- Born: 1970 (age 55–56)
- Occupation: Professor
- Employer(s): MF Norwegian School of Theology, Religion and Society
- Known for: Research on religion and politics

= Torkel Brekke =

Norwegian professor

Torkel Brekke (born 1970) is a Norwegian historian of religion, specializing in the intersection of religion and politics. He is a professor at the MF Norwegian School of Theology, Religion and Society in Oslo and affiliated with the University of Oslo's Center for Research on Extremism. He was formerly a professor at the University of Oslo and deputy director of the Peace Research Institute Oslo (PRIO).

==Background and career==
Brekke earned his doctorate from the University of Oxford in 1999. He has published extensively on the culture, politics and religion of South Asia. His research includes the ethics of war in world religions and the phenomenon of religious fundamentalism. Brekke associates the rise of fundamentalism with developments after 1850, interpreting it as a reaction against modernism and nationalism.

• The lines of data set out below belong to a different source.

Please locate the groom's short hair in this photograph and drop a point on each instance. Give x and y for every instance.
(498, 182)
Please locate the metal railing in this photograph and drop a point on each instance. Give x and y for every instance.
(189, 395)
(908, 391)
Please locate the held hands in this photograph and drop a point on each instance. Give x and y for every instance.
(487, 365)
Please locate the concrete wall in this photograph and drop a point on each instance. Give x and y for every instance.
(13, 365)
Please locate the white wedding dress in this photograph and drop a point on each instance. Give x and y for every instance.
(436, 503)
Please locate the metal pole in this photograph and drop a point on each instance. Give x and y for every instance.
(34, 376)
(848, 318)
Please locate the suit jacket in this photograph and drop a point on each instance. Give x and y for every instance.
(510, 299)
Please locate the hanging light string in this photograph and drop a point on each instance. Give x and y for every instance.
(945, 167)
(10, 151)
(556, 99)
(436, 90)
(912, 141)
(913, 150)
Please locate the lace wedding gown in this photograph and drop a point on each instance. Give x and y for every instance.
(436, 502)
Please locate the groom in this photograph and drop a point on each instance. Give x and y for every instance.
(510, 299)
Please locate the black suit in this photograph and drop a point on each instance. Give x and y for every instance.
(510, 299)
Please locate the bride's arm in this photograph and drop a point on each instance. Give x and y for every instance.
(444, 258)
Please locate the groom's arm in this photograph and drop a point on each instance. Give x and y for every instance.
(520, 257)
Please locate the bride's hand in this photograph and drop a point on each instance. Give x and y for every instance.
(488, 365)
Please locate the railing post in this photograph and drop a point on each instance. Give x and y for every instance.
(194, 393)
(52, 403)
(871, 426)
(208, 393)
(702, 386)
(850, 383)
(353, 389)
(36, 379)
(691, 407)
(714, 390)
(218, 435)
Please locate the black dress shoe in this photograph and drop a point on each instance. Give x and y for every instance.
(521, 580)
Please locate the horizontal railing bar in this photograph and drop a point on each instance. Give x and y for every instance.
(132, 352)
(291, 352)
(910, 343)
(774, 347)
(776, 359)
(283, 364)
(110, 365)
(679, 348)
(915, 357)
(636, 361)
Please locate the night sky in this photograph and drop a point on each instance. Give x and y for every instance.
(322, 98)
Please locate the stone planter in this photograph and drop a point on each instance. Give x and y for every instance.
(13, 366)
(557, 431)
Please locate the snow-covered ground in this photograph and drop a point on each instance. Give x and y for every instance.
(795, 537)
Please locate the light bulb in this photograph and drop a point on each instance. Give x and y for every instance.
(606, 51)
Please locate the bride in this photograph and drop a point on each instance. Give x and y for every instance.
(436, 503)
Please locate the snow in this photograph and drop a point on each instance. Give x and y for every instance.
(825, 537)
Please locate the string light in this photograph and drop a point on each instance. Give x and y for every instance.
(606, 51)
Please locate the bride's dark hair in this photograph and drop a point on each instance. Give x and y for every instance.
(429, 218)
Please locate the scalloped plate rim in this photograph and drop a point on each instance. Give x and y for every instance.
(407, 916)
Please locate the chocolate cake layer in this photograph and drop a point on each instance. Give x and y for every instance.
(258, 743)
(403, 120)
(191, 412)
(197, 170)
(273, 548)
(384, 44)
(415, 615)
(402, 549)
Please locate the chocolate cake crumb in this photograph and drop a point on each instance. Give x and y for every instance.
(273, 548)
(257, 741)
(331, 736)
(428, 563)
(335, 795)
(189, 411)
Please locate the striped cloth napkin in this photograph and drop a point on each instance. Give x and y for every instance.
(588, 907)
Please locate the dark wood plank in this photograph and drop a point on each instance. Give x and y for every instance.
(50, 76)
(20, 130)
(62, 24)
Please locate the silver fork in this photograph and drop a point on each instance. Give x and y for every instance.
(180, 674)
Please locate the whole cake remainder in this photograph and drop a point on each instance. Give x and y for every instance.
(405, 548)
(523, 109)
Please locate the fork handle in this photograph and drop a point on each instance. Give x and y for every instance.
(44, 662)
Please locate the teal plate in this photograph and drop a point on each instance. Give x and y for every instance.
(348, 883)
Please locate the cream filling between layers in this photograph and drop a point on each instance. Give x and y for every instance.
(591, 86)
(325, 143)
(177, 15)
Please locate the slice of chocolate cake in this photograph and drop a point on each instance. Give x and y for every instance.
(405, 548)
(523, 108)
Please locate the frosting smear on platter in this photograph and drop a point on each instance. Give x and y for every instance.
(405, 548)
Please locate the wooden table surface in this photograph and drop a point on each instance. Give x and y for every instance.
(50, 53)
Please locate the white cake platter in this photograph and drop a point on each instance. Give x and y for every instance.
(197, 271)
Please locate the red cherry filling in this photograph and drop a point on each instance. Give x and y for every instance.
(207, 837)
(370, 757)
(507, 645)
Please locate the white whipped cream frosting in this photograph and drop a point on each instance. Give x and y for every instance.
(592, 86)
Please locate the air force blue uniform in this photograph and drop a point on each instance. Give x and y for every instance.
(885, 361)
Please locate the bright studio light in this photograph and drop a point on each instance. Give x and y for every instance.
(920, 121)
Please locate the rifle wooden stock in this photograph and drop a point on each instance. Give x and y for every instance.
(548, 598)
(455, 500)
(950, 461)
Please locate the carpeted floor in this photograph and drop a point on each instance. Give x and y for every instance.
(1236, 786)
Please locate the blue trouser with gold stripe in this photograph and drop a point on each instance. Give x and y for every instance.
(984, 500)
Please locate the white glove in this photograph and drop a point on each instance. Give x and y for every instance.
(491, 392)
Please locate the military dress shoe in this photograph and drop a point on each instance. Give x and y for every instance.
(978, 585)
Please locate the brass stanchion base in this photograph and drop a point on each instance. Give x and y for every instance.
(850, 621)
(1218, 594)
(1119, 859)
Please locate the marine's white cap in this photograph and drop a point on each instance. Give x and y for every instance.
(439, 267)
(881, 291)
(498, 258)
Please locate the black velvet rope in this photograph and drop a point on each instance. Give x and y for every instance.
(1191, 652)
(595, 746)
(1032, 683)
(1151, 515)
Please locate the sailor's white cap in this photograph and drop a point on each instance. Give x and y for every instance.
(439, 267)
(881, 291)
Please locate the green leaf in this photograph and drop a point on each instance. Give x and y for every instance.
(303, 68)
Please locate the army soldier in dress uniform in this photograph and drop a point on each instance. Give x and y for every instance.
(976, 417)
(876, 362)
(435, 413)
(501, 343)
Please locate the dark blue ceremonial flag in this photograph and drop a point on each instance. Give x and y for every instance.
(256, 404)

In 2005, Brekke received the Faculty of Humanities' award for the most promising researcher under the age of 40 at the University of Oslo. He was a professor of the history of religions and South Asian area studies at the University of Oslo. From 2016 to 2020, Brekke was a Senior Research Fellow at the Peace Research Institute Oslo (PRIO), where he also served as Deputy Director. Between 2019 and 2023, he was professor of cultural and religious diversity at Oslo Metropolitan University. In 2023 he became a professor at MF.

==Bibliography==
- 1996 A social scientific study of the early Buddhist Sangha and its relationship to the Laity : based on the Vinaya- and Sutta Pitakas
- 1999 The politics of religious identity in South Asia in the late nineteenth century
- 1999 Religion og vold. Humanist forl. ISBN 8290425341.
- 2001 Buddhas fortellinger. De norske bokklubbene. ISBN 8252541038.
- 2002 Gud i norsk politikk. Pax. ISBN 8253024223.
- 2002 Buddha – prins og tigger : en biografi
- 2002 Religious motivation and the origins of Buddhism : a social-psychological exploration of the origins of a world religion
- 2002 Makers of Modern Indian Religion in the Late Nineteenth Century
- 2004 Kains barn : religion og vold fra Det gamle testamente til 11. september.
- 2005 Globale visjoner, lokale aksjoner
- 2006 The Ethics of war in Asian civilizations : a comparative perspective / edited by Torkel Brekke
- 2007 Finnes det religion i India?
- 2007 Hva er fundamentalisme. Universitetsforl. ISBN 9788215010915.
- 2012 Fundamentalism. Prophecy and Protests in the Age of Globalisation. Cambridge University Press
- 2014 Hva er buddhisme. Universitetsforl. ISBN 9788215022420.
- 2016 Faithonomics: Religion and the Free Market Hurst Publishers, 2016
- 2023 Ingen er uskyldig: Antisemittisme på venstresiden. Cappelen Damm. ISBN 9788202757212.